Former Hong Kong-based Causeway Bay Books manager Lam Wing-kei said during an interview with a foreign radio station on Tuesday that it is almost certain that he will open a book store in Taiwan and if the operation of the store is smooth, he will consider going back to Hong Kong to open a new book store.
Lam is one of five men associated with publisher and bookstore Causeway Bay Books who disappeared at the end of 2015 and reappeared in China a few months later. He said they were kidnapped by Chinese public security. The incident directed the world's attention to the issue of China's heavy-handed suppression of free speech and press.
More than 1,100 new words were included in the latest update to the Oxford English Dictionary's online edition, with more than 100 of them relating to parenting.
"Mansplain" also enters the dictionary for the first time. According to the OED, just 10 years ago the word did not exist, "but the verb (of a man: to explain something needlessly, overbearingly, or condescendingly, especially to a woman, in a manner thought to reveal a patronising or chauvinistic attitude) and the concept it describes now have a firm foothold in the language".

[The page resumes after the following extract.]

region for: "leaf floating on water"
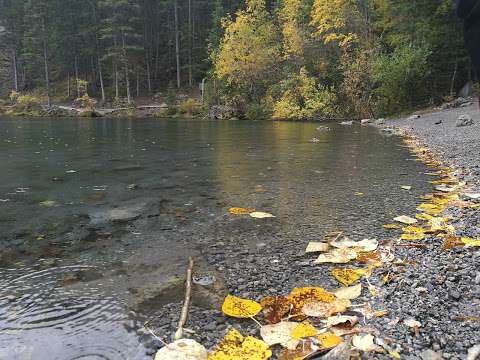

Gui Minhai, the Hong Kong bookseller and publisher who has twice been seized by Chinese authorities--most recently on January 20--is being awarded the International Publishers Association's Prix Voltaire for "his bravery in continuing to publish despite the risks involved."
The National Book Foundation today announced it will present the National Book Award for Translated Literature, beginning this year at the 69th National Book Awards in November. This prize, which represents a fifth National Book Award category, will honor a work of fiction or nonfiction that has been translated into English and published in the U.S.
The poet and author Helen Dunmore, who died in June 2017, has been awarded the Costa book of the year for her final poetry collection, Inside the Wave.
Dunmore, who died last year aged 64, is only the second posthumous winner of the book of the year category in the prize's history, after her fellow poet Ted Hughes won for Birthday Letters in 1998, and only the eighth poetry collection to take the top award.
Inside the Wave considers her terminal cancer diagnosis and impending death.
Fantasy author Ursula K Le Guin has died at her home in Oregan, aged 88. A prodigious author, her career spanned more than half a century. She won numerous awards including the Nebula and Hugo science fiction and fantasy awards, the Newbery Medal, and the National Book Foundation Medal for Distinguished Contribution to American Letters. In 2000 the US Library of Congress designated her a Living Legend for her contribution to America's cultural heritage.